ANKARA - Turkish President Ahmet Necdet Sezer said Wednesday that a deadly attack on judges at Turkey's top adminsitrative court aimed at undermining this Muslim-majority country's secular regime.
"When you look at the attack, you see that it is not caused by personal animosity but ... targets the Republic and particularly its unchangeable principles of democracy and secularism," said Sezer, a staunch secularist and a former senior judge.
"It is impossible to reverse the advances of the Republic," he told reporters in a rare public remark. "All our institutions will forever defend the principles of the Republic. No one should doubt that."
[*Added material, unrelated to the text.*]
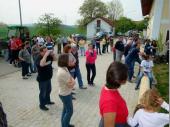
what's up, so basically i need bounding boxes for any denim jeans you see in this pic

Sezer was speaking outside the Council of State, where the attack occurred earlier Wednesday, after he paid a visit to the court's chairwoman to personally convey his condolences.
A senior judge was killed and four others wounded when a man shouting "I am a soldier of Allah" stormed into the court and sprayed bullets on judges who were in the middle of a legal session, officials said.
Court members described the attack as retaliation for rulings confirming a ban on Islamic headscarves in public insititutions and universities in Turkey.
The attack raised tensions as the Islamist-rooted government of Prime Minister Recep Tayyip Erdogan, which is critical of the headscarf ban and court rulings upholding it, faced accusations of failing to defend the republic's secular principles.